VietinBank, or Vietnam Joint Stock Commercial Bank for Industry and Trade, said State Bank of Vietnam will still own the majority of its shares. For the record, it is Vietnam’s second largest bank by asseys.
— SMFG said it plans to expand its consumer finance business to target the growing middle classes in South-east Asia.
The new Greater East Asia Co-Prosperity Sphere?
No ASEAN round-up this hols week.
Among the details to emerge in the US investigation of HSBC as the narco barons banker of choice were the larger-than-usual cashier windows in Mexican branches to get more notes through. Nice to see that the bank that I use and invest in is so customer-friendly.
And its continuing to try to improve investor returns:
— The selling selling of its entire 15.6% stake in Ping An Insurance, the big insurer based in Shenzhen, to Charoen Pokphand Group* means HSBC has sold more than 40 noncore assets since the beginning of 2011 and booked about $4 billion in gains on those sales this year alone, DealBook reports. HSBC expects to book an after-tax gain of US$2.6 bn on the Ping An sale (more than enough to pay the US$1.9bn US fine).

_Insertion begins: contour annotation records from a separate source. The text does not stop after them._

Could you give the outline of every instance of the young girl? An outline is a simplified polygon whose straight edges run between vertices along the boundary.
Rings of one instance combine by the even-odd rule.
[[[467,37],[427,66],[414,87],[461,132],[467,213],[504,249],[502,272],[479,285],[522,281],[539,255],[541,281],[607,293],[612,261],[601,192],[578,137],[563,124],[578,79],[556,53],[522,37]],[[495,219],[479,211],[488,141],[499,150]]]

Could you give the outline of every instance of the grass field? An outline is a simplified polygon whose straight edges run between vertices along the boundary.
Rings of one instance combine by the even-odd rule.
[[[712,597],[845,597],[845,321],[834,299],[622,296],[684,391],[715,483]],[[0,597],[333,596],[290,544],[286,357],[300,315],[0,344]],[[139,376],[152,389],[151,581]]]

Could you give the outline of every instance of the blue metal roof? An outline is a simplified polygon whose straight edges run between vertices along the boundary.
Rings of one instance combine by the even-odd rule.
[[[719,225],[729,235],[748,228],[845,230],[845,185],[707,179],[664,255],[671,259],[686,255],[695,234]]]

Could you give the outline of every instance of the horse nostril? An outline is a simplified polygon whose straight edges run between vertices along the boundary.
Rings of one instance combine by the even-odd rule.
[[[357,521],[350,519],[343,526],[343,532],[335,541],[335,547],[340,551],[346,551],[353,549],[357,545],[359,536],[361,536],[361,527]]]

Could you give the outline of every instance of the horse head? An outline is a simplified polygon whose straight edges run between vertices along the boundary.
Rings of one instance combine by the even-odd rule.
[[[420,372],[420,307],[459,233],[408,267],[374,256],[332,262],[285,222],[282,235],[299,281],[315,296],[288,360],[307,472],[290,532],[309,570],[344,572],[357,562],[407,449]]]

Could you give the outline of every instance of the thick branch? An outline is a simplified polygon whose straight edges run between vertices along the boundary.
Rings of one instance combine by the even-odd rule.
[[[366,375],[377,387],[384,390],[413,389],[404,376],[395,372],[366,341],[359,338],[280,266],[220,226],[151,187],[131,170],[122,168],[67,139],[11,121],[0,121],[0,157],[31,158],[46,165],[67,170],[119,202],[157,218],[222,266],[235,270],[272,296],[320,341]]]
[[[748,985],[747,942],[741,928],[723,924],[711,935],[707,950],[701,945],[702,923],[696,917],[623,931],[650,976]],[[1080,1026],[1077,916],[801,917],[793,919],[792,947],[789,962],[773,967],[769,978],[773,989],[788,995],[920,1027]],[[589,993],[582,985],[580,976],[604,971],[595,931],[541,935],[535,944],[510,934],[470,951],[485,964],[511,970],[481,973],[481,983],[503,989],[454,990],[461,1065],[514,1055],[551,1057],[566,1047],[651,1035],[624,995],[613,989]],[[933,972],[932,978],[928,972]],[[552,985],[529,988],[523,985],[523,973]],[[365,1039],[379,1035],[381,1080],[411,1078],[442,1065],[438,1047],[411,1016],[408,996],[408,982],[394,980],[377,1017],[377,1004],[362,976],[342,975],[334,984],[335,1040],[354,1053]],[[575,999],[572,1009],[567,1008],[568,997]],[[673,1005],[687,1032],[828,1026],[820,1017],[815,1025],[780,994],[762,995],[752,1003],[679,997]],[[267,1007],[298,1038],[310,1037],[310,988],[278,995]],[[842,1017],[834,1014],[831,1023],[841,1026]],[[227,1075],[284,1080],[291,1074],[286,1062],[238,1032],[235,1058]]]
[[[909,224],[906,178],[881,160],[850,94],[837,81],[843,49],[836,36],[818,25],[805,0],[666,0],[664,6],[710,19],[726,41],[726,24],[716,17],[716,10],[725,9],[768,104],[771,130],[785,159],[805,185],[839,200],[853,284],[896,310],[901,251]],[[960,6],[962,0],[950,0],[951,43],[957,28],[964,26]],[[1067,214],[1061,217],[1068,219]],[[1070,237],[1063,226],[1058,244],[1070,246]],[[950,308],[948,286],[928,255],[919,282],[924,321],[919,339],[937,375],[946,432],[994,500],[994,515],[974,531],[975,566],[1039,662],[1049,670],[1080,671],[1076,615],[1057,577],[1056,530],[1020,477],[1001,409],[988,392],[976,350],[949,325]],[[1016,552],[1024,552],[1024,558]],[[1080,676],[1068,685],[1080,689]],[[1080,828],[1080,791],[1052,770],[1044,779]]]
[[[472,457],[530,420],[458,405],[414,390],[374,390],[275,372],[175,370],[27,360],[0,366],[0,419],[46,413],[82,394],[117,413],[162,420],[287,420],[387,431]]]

— In October, it announced that it will close its Islamic finance operations in six markets, maintaining its presence only in Saudi Arabia, Malaysia, and a scaled-down operation in Indonesia.
*controlled by the Thai billionaire Dhanin Chearavanont. The deal is to be financed partly by the state lender China Development Bank,
“Analysts at Barclays recently highlighted concern over StanChart’s bad debt trends, evident in a 42 per cent increase in loan impairments in the first half of the year, compared with pre-tax profit growth of only 9 per cent,” reports FT. The growth is fastest since 2002.
So as StanChart still trades at a 25% to HSBC (1.5x book value versus 1.2X), this may account for the stories that Temasek wants out of its stake.